期刊名称:Proceedings of the National Academy of Sciences
印刷版ISSN:0027-8424
电子版ISSN:1091-6490
出版年度:1990
卷号:87
期号:2
页码:633-637
DOI:10.1073/pnas.87.2.633
语种:English
出版社:The National Academy of Sciences of the United States of America
摘要:A 978-base-pair gene that encodes thymidylate synthase (TS; 5,10-methylenetetrahydrofolate:dUMP C-methyltransferase, EC 2.1.1.45 ) from Lactobacillus casei has been synthesized and inserted into Escherichia coli expression vectors. The DNA sequence contains 35 unique restriction sites that are located an average of 28 base pairs apart throughout the entire length of the gene. A ribosome binding site was included 9 base pairs upstream from the translation start site and codon usage was adjusted to ensure efficient translation in E. coli.

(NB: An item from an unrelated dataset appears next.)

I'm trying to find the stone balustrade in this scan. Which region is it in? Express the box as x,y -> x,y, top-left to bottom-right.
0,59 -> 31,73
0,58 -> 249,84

The TS gene is flanked by unique EcoRI and HindIII restriction sites that render the gene portable to any of several E. coli expression vectors. Catalytically active TS encoded by the synthetic gene is expressed in large amounts (10-20% of the soluble protein) and is indistinguishable from that isolated from L. casei. The utility of the synthetic gene for mutagenesis is demonstrated by a single experiment in which His-199 was replaced with 14 different amino acids. Analysis of the mutants by genetic complementation indicates that TS can tolerate a number of amino acid substitutions at that position and shows that His-199 is not strictly required for catalytic activity.